Nearly 78% voted in the election.
Some vote counters in Buhl forgot to call in the results.
The New York Times says the GOP has an identity crisis.
Gov. Pawlenty says Republcans need to have a "Dr. Phil moment."
Pawlenty is mentioned as a rising star in the party.
The L.A. Times says small government conservatives look to Pawlenty for hope.
Meanwhile, Minnesota Republicans say they're thankful in a tough year.
Jobless claims hit a 25 year high.
Markets worldwide tumbled.
A survey finds that there is widespread concern about the economy.
Minnesota gets a federal waiver for insurance.
Posted at 10:17 AM on November 6, 2008
by Tom Scheck
The City of St. Paul just released this statement:
Heffelfinger Reaffirms Commitment to Republican National Convention Review
Heffelfinger Declines Post on Recount Effort
(Saint Paul) -- Former U.S. Attorney and RNC Commission Co-Char Tom Heffelfinger released the following statement:
I am committed to a thorough, expeditious, and non-partisan review of the interaction between law enforcement and the community during the RNC. I have realized that taking a leadership role with Senator Coleman's recount team would interfere with my commitment to the City and the RNC inquiry. Therefore I have informed the Coleman campaign I will not be available for the recount effort.
Posted at 11:50 AM on November 6, 2008
by Tom Scheck
Secretary of State Mark Ritchie said the Senate vote totals will continue to move as county election officials double check their work. He said the numbers will continue to fluctuate until the County Canvassing Boards certify the election. The deadline for the county boards to certify the numbers is Monday, November 10th. The counties are required to submit their election reports by November 14th to the Minnesota Secretary of State.
The State Canvassing Board will then meet on Tuesday, November 18th to certify the election. At that point, the board will order a recount which is required by state law.
Posted at 4:47 PM on November 6, 2008
by Tom Scheck
GOP Sen. Norm Coleman's campaign has sent letters to county election officials requesting that they keep a visual guard over the ballots. Meanwhile, Democrat Al Franken's campaign has sent a fundraising letter to supporters for their recount fund. Here's the letter:
What an amazing night! Together, we brought real change to our state and to our country by electing Barack Obama President of the United States.

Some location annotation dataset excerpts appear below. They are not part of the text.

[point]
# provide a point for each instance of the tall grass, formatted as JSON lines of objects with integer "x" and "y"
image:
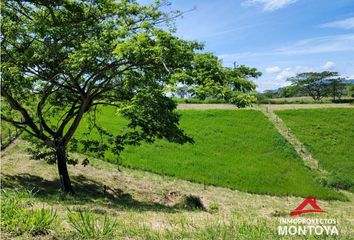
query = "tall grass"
{"x": 18, "y": 215}
{"x": 90, "y": 227}
{"x": 239, "y": 149}
{"x": 329, "y": 136}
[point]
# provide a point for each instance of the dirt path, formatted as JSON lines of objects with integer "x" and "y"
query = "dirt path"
{"x": 268, "y": 110}
{"x": 299, "y": 147}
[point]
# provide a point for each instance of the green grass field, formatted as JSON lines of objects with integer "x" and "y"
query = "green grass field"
{"x": 329, "y": 136}
{"x": 235, "y": 149}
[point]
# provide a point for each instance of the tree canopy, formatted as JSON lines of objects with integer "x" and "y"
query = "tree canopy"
{"x": 317, "y": 84}
{"x": 62, "y": 59}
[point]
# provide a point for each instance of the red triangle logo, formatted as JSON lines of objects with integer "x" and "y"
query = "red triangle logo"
{"x": 301, "y": 208}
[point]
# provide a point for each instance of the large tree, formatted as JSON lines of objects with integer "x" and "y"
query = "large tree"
{"x": 62, "y": 59}
{"x": 207, "y": 77}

Here in Minnesota, it was a LONG night, too. And now that all of the precincts have reported in, this race is STILL too close to call. The gap between Al Franken and Norm Coleman? Just ONE ONE-HUNDREDTH of a percentage point.
Under Minnesota law, that triggers an automatic statewide recount. And that means our work isn't done quite yet. We are going to put staff in place in every county in Minnesota to ensure that every vote is properly counted. And we need you to help fund our effort.
PLEASE CLICK HERE TO RUSH AN EMERGENCY CONTRIBUTION TO OUR RECOUNT FUND!
Believe it or not, this race isn't over. And it looks like it will be decided by just a few votes. We need every resource we can muster to ensure that Minnesotans' voices are heard - and to make sure that every vote is properly counted.
So please rush your emergency contribution today. And stay tuned for updates.
Thank you for everything,
Al Franken for Senate
Posted at 9:38 PM on November 6, 2008
by Tom Scheck
The National Republican Senatorial Committee is also raising money for a recount. Here's the message sent by NRSC Chair John Ensign:
Thanks to your critical support our Senate firewall held up against a tidal wave of liberal attack ads and the Obama Get-Out-The-Vote machine.
But the fight goes on ... as three Senate races have yet to be decided:
Georgia's Senate race is headed for a December 2nd runoff.
Minnesota's Senate race (the race angry, liberal Al Franken is trying to win) is headed for a costly recount. Norm Coleman is leading, but Franken's lawyers are already crying foul.
Votes are still being counted in Alaska.
The liberals are mobilizing an army of lawyers in Minnesota and Alaska to try to steal these seats they could not win outright on Election Day. And MoveOn.org is sure to add to the $217,741 they raised to help elect a Barack Obama rubberstamp.
We need your help to save Republican Senate seats in Minnesota, Alaska and to pay for a costly runoff election in Georgia.